A view shows the grave of Russian military contractor Vladimir Plutinsky, who was killed in Syria according to an official document, at a cemetery in the town of Kropotkin, Russia, April 13, 2017. Picture taken April 13, 2017. REUTERS/Maria Tsvetkova

A view shows the grave of Russian military contractor Vladimir Plutinsky, who was killed in Syria according to an official document, at a cemetery in the town of Kropotkin, Russia, April 13, 2017. Picture taken April 13, 2017. REUTERS/Maria Tsvetkova
(Reuters) The Russian Defence Ministry on Wednesday dismissed as false a Reuters report which said Russia had understated the number of its servicemen and private contractors killed during a period of intense fighting to retake the city of Palmyra.
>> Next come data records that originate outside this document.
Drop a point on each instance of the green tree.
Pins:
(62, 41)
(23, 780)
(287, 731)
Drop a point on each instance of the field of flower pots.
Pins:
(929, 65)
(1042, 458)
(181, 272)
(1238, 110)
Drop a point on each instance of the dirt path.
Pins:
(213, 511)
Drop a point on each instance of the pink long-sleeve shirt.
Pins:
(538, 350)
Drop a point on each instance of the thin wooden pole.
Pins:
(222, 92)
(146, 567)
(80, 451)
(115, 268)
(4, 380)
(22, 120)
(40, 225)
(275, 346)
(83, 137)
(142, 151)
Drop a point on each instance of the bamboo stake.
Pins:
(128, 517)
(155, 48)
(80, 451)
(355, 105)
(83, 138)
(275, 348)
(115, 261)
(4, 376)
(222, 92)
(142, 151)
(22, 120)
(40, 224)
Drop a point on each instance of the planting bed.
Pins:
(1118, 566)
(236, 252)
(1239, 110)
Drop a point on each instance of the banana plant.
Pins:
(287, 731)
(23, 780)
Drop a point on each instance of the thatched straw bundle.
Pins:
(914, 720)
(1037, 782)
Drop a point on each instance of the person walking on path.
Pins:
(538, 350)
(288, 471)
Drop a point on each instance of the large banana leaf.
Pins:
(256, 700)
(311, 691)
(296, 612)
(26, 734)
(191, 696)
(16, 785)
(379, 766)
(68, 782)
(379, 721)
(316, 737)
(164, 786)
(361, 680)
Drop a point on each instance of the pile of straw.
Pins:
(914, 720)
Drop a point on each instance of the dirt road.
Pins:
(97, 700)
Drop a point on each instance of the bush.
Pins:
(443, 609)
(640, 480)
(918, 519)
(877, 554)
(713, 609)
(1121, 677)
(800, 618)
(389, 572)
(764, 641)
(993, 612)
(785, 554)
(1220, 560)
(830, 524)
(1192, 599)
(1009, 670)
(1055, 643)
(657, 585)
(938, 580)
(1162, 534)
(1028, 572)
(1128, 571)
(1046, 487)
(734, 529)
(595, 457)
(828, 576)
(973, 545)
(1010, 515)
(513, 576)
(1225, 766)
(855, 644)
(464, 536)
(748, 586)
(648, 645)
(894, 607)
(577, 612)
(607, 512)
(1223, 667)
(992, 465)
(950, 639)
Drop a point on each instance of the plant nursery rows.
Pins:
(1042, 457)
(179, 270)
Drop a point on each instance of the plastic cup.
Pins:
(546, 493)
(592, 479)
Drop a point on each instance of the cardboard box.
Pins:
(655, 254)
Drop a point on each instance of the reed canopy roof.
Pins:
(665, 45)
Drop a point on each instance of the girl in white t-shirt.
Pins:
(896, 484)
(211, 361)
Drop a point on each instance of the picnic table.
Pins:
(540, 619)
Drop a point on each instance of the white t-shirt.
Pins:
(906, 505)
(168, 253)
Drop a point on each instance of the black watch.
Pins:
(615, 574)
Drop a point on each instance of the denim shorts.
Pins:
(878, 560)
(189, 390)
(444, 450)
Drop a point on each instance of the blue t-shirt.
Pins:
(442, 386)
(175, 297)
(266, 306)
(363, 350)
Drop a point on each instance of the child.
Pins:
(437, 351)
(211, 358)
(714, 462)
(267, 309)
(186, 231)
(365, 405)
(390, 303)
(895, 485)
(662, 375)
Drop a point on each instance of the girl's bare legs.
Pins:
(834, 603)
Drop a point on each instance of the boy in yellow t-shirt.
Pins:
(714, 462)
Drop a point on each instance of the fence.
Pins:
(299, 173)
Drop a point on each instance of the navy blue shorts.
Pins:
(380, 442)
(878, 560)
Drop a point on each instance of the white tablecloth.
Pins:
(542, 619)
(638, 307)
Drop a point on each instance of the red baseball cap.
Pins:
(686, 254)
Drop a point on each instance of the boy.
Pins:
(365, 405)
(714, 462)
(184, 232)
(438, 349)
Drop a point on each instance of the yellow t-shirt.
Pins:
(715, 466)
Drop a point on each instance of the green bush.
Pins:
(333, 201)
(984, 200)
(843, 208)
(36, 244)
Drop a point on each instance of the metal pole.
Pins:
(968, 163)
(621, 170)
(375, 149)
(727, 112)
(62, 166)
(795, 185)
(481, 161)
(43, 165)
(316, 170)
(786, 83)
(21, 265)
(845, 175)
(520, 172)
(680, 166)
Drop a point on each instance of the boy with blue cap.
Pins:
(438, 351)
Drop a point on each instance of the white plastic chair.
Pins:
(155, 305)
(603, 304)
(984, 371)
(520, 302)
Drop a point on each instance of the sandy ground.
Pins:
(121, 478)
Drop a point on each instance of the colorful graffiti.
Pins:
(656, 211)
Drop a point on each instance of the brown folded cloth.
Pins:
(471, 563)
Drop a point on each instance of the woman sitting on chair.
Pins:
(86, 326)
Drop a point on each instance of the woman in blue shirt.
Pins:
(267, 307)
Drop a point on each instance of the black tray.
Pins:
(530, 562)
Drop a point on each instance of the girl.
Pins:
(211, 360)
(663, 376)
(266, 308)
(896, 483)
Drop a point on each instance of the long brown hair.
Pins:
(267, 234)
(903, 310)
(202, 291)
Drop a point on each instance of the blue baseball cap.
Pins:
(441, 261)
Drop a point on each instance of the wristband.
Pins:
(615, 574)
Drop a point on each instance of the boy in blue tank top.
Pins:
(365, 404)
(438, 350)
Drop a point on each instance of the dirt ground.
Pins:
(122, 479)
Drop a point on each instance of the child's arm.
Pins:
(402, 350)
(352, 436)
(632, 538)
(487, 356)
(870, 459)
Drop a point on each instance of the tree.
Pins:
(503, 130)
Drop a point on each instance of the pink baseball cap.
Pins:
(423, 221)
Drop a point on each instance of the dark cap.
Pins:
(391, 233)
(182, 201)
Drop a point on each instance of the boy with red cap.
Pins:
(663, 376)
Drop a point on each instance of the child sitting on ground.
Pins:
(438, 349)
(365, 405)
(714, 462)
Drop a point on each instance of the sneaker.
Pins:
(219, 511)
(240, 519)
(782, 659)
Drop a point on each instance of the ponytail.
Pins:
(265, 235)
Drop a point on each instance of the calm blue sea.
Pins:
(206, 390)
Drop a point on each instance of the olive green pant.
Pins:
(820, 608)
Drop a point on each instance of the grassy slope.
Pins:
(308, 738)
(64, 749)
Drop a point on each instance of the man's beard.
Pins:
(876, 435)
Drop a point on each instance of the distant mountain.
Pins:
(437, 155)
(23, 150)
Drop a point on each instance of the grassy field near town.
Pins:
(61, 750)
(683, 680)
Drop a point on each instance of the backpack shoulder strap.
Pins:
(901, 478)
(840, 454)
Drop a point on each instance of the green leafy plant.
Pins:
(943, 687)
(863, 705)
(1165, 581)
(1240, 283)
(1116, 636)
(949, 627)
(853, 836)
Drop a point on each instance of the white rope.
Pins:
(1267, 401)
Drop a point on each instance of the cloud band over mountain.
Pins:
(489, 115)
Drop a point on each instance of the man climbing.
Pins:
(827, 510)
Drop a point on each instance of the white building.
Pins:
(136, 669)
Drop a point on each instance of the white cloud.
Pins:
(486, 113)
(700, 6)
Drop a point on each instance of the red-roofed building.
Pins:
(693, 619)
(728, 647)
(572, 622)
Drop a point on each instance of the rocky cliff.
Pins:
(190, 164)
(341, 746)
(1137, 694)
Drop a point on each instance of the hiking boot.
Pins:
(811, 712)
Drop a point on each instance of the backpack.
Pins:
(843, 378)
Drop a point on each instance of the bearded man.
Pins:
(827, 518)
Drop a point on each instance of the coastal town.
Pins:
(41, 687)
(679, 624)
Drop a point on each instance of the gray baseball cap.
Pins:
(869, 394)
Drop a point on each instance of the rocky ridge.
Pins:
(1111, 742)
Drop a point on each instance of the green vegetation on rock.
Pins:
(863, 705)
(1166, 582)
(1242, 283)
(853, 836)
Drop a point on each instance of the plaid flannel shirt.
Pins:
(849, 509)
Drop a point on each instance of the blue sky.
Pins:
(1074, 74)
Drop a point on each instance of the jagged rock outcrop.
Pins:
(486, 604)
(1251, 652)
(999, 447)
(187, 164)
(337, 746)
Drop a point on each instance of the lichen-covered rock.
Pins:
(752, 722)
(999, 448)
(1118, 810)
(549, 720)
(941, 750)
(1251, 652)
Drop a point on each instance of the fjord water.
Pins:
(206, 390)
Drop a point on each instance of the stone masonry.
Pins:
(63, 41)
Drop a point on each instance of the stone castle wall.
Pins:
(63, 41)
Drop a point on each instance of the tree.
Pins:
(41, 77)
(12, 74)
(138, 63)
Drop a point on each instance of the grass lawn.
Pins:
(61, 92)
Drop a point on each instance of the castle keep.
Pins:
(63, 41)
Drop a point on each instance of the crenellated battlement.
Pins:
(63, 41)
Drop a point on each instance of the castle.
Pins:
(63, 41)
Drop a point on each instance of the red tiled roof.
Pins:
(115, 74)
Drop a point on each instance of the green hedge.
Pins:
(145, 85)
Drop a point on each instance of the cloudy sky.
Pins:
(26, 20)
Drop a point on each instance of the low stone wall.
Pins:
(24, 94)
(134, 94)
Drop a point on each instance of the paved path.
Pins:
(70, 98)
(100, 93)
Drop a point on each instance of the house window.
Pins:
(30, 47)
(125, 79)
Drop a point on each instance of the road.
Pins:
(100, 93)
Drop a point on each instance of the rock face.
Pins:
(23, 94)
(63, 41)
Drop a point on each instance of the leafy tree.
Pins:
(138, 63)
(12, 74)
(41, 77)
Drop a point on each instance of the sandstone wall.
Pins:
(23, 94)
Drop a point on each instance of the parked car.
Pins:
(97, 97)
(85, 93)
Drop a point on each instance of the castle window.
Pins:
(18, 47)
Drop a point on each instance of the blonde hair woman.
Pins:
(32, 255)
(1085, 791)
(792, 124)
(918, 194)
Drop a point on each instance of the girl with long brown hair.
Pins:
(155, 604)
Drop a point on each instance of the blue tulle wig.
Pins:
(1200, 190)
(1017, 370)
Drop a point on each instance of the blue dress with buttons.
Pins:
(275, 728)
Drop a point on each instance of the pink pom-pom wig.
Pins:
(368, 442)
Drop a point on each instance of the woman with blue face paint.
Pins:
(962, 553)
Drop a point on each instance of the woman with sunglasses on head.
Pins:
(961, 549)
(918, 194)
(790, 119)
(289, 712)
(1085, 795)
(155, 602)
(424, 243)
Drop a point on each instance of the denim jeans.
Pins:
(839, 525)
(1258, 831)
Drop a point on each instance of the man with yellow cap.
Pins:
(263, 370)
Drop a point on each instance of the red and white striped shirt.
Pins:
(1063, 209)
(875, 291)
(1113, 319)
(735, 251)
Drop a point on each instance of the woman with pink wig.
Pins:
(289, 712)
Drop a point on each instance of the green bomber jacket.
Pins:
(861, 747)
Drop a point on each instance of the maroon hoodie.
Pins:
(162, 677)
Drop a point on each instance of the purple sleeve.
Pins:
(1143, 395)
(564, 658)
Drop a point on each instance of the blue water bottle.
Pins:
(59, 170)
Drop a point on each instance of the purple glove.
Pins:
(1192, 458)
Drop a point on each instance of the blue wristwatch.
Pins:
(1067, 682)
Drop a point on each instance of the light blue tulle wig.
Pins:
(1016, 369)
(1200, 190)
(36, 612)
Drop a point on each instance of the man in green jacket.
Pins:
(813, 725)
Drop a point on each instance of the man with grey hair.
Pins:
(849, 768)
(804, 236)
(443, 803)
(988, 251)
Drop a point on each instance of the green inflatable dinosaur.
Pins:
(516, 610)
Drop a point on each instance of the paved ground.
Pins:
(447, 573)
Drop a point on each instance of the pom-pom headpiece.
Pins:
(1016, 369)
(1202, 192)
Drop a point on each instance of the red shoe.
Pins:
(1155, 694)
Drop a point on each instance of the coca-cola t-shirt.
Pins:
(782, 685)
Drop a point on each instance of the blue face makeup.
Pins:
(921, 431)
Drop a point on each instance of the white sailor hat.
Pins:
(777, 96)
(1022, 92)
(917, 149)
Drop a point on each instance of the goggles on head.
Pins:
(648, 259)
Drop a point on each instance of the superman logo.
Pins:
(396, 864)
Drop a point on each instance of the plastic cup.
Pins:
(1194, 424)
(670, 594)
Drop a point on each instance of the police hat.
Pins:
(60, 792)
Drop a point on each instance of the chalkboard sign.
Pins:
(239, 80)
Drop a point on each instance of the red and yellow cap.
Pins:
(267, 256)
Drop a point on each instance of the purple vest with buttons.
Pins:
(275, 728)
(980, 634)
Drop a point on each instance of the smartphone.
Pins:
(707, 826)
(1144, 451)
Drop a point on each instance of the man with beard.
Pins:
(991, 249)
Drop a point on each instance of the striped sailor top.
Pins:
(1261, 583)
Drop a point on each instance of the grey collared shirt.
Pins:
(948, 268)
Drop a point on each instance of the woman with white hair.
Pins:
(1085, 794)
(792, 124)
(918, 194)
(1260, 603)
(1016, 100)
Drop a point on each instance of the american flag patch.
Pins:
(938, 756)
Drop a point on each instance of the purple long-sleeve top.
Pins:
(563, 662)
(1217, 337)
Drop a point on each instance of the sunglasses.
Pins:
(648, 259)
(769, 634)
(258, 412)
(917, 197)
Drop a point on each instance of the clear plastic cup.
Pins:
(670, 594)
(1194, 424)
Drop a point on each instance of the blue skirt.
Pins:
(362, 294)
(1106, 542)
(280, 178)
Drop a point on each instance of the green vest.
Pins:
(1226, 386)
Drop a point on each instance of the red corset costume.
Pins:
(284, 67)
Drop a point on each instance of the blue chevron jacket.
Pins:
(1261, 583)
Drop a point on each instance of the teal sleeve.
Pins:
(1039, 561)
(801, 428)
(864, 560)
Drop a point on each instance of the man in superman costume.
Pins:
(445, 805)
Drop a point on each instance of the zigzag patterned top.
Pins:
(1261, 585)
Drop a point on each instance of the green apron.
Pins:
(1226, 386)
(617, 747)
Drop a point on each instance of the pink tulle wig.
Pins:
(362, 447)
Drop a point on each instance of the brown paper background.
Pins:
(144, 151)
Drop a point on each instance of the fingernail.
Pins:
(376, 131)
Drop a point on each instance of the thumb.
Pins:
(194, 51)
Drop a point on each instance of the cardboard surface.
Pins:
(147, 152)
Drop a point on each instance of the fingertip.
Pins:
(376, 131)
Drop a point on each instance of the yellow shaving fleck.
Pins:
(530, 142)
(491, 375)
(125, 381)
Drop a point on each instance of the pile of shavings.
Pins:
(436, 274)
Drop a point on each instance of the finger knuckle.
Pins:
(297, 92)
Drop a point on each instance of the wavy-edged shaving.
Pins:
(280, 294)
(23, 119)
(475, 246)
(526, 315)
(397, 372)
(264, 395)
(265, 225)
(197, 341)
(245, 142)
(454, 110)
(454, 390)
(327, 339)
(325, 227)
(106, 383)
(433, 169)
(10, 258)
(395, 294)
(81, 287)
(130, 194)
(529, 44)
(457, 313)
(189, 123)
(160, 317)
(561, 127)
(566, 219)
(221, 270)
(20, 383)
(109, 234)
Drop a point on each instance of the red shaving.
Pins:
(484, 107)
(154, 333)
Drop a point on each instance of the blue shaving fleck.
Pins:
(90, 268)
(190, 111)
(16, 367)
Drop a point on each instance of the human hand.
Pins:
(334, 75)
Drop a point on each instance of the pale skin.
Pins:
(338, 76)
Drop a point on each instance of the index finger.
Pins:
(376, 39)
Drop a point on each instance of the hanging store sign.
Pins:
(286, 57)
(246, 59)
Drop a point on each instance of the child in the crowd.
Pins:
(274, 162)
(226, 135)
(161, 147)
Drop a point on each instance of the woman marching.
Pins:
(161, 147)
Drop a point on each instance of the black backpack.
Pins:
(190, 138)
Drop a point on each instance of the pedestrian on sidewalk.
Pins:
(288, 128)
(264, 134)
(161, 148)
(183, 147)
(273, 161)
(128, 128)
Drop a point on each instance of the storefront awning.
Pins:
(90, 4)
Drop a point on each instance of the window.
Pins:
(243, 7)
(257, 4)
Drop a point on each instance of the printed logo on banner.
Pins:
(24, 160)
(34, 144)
Reuters reported on Tuesday that the death toll over the period from late January until late March was 21, more than four times higher than the official toll given by the defense ministry of five servicemen killed.

Russian forces are backing Syrian President Bashar al-Assad in his war with rebels and militants seeking to oust him, and Reuters did its own calculation of the Palmyra death toll based on conversations with friends and relatives of the killed men, social media posts, and cemetery officials.

The Syrian army said in early March it had recaptured Palmyra from Islamic State for the second time in a year, with help from allied forces and Russian warplanes. The Russian Defence Ministry said at the time that its own military advisers had planned and overseen the operation and that Russian special forces had played a decisive role.

The Russian defense ministry did not respond to a Reuters request for comment on the casualty figures on Tuesday, but on Wednesday issued a statement saying that the Reuters report was false.

It said the article was “a totally deceitful combination of rumors, collected in a slapdash way in order to distract attention from the fake show of the so-called chemicals dropped on Syria’s Khan Sheikhoun.”

Scores of people died after exposure to poison gas in the town of Khan Sheikhoun, in Idlib province, on April 4. Western governments said Syrian government forces had dropped chemical weapons on the town, but Russia denied that, saying the chemical attack had been faked.